Back in June I posted an initial review of Andrew Terrill’s first book, The Earth Beneath My Feet, and said it had become one of my favourite books even though I wasn’t yet halfway through. Now I’ve finished the book I can confirm that. Indeed, I think this book is superb, a glorious mix of adventure, contemplation, challenge, reflection, and self-analysis.
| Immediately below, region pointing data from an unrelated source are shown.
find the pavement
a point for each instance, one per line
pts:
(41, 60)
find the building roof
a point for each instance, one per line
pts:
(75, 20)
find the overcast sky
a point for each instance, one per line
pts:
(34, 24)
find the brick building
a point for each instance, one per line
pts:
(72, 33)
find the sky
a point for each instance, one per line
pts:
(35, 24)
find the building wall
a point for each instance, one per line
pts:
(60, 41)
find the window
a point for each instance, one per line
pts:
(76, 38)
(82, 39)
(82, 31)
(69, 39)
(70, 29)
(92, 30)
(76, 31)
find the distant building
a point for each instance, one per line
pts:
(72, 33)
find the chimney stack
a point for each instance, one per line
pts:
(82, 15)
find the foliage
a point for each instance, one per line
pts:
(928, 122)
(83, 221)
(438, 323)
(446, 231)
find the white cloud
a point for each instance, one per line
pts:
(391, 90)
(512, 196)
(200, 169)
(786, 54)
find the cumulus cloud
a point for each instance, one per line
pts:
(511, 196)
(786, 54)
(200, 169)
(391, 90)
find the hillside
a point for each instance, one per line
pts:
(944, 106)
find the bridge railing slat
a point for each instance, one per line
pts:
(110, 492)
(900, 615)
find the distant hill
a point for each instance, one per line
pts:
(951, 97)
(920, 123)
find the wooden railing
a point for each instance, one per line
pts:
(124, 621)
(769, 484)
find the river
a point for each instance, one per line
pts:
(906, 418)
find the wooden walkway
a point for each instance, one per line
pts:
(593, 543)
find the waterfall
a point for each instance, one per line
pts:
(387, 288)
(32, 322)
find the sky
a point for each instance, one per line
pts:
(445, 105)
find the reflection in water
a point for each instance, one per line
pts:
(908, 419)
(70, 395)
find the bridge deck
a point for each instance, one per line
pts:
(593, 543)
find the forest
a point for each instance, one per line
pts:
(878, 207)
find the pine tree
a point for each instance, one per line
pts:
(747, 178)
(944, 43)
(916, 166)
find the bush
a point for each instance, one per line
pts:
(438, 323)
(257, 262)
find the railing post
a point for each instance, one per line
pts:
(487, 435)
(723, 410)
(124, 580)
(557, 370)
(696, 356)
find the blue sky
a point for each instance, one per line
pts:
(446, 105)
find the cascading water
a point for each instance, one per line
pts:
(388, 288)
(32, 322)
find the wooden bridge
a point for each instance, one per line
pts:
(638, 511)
The book describes a walk from spring to winter from Calabria at the toe of Italy along the Apennine Mountains and through the Alps to Salzburg in Austria. The landscape, the people, and the places are all described wonderfully well. I felt I was there with the author as he fights through mosquito-infested dense forests in the Southern Apennines, deals with heat and thunderstorms, gets lost due to inaccurate maps, and slogs through deep snow in the first storms of winter in the Alps. I also shared his delight and celebrations when the walking was easy and when the landscape overcame him with its glorious wildness. I loved his descriptions of his camps too - he camps most nights and revels in this, naming every camp.
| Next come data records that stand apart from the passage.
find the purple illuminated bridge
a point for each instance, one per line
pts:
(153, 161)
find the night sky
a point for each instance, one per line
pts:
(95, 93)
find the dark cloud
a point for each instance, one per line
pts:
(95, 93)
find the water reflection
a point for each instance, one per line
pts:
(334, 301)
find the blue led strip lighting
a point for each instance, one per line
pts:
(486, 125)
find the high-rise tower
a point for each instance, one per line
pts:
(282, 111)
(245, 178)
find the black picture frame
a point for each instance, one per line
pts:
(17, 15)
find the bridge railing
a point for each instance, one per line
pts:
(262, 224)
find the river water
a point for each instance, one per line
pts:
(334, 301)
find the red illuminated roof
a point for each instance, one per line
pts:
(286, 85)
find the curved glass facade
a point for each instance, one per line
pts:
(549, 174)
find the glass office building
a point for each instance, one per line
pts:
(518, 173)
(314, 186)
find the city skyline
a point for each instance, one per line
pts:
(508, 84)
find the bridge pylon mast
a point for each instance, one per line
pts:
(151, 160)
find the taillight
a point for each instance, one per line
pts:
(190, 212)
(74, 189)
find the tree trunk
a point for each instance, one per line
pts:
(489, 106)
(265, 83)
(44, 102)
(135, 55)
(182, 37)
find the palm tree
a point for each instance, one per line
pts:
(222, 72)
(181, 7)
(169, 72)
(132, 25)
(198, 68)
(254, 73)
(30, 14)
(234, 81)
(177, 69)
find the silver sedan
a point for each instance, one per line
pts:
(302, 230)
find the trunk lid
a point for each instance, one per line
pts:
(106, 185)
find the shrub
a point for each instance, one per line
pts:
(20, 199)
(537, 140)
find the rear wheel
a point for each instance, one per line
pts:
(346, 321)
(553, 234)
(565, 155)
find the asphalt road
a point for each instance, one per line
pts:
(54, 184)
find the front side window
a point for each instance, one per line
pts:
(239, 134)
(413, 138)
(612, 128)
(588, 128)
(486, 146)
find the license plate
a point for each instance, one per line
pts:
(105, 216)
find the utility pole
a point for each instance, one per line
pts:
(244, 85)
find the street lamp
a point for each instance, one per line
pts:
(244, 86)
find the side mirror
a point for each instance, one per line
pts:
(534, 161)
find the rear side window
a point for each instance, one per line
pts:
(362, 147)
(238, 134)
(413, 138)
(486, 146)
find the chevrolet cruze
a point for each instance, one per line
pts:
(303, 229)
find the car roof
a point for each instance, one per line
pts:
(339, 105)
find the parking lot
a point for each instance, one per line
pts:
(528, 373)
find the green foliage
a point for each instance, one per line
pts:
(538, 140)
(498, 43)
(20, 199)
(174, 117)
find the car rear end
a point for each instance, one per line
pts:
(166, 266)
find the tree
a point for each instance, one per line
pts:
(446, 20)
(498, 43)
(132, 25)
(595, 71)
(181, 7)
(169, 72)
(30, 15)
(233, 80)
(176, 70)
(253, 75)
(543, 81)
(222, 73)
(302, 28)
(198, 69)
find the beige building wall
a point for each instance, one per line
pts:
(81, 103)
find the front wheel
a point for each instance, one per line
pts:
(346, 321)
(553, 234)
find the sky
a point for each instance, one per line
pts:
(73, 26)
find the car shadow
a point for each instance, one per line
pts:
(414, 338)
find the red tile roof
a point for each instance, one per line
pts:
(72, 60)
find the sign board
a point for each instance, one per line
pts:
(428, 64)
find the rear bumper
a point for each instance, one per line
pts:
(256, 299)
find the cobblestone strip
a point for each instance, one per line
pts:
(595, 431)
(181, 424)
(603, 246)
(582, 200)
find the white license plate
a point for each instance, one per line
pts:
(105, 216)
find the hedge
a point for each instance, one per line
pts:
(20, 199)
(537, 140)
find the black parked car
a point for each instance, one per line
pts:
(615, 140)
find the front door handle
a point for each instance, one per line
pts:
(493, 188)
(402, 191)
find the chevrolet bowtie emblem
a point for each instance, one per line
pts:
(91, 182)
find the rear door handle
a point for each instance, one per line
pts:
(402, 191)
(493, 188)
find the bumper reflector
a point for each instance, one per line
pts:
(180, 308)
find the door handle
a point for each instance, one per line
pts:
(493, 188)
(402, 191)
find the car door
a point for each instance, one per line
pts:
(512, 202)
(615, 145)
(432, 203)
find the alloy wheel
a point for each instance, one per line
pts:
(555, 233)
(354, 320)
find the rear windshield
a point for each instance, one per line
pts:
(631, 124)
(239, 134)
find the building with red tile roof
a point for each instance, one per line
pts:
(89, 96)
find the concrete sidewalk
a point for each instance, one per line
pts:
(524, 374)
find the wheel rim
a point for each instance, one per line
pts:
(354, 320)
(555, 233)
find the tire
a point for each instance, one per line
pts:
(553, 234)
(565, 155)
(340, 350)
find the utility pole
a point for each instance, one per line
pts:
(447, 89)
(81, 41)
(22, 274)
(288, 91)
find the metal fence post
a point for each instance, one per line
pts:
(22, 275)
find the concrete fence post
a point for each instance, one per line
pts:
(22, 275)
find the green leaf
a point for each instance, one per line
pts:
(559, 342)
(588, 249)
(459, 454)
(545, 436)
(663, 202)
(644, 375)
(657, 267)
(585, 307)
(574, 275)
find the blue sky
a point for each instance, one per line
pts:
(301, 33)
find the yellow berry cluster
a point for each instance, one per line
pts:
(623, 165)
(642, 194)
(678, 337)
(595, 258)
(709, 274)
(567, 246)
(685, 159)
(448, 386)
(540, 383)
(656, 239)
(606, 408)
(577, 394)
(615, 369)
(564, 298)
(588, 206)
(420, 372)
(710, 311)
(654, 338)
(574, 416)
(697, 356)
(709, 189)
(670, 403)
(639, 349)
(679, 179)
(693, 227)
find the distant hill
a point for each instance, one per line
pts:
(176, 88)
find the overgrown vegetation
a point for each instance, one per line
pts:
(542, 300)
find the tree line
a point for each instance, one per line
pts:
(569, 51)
Along the way he has days and nights of beauty and transcendence, passion, and excitement. Again, the author took me with him as he dipped from close to despair and rose to heights of ecstasy, a rollercoaster of emotions engendered by the difficulties and pleasures of long-distance walking and also by self-reflection as the author considers what he is doing and whether it’s justified and why he’s doing it. When the weather or sore feet or tedious road walking depresses his spirits he thinks of the homeless people he hopes the walk will help as he is using it to raise funds for homeless charities.
The writing is direct, descriptive, and subtle. There’s a great deal of depth to the words and many passages repay rereading. This is far more than the account of a long walk.
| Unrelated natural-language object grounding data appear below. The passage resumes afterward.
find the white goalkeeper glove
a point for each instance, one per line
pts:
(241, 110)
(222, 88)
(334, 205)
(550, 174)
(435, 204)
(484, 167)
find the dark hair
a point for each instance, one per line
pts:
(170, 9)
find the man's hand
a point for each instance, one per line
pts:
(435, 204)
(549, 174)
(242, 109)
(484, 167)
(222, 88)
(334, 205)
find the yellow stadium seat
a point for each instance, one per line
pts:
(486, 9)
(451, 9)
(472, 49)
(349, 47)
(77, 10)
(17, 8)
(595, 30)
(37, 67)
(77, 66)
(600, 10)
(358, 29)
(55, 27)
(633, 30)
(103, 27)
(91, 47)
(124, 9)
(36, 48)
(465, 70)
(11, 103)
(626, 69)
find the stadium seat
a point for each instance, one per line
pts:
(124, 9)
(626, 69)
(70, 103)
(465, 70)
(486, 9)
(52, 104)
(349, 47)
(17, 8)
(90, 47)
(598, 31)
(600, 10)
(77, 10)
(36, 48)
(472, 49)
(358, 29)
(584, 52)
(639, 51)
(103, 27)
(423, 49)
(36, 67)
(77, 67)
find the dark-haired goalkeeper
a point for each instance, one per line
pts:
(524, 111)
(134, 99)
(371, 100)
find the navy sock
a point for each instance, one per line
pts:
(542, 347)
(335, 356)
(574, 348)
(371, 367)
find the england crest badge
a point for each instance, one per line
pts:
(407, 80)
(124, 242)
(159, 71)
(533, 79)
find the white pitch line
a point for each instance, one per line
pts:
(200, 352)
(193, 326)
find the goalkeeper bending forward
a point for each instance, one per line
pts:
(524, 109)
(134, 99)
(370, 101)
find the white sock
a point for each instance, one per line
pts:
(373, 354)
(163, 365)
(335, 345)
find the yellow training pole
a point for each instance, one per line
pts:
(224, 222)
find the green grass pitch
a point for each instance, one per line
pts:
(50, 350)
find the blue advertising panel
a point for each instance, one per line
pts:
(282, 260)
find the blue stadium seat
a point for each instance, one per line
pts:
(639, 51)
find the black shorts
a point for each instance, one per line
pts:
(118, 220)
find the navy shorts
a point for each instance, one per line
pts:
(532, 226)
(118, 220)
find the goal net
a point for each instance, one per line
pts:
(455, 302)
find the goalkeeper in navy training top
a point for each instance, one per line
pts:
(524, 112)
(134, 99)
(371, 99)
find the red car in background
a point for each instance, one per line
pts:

Whilst Terrill comes across as determined and resourceful – he has to be to overcome some of the difficulties along the way – he’s also modest and self-aware enough to laugh at himself and to know his limitations. There’s no false bravado here. Yet at the same time his strength of will comes through. He never doubts he’ll complete his journey.
Discovering the wild nature that still exists in Europe was one of the author’s aims for the walk and he certainly does. The Italy he describes is far from the famous cities and coastal resorts that usually come to mind. This is an Italy of dense forests, high mountains, wild animals, and few people, an Italy I didn’t know existed. His walk is a wilderness walk.
The book is illustrated with the author’s photographs, all in black and white except on the cover. They show the landscapes, the camps, and, in my favourite ones, the joy of the author.
The walk progresses slowly. Andrew Terrill is not in a hurry. He’s there to relish every minute and draw everything he can from the experience. I read the book slowly too. I think it deserves this. Towards the end I slowed even more. I didn’t want it to finish. In fact, though the book may end it’s actually just a pause as the journey is not even half complete. Next year part two, On Sacred Ground, will tell the story of his continuing walk from the Alps all the way to North Cape at the northern tip of Norway, another 4,000 miles. I’m waiting impatiently!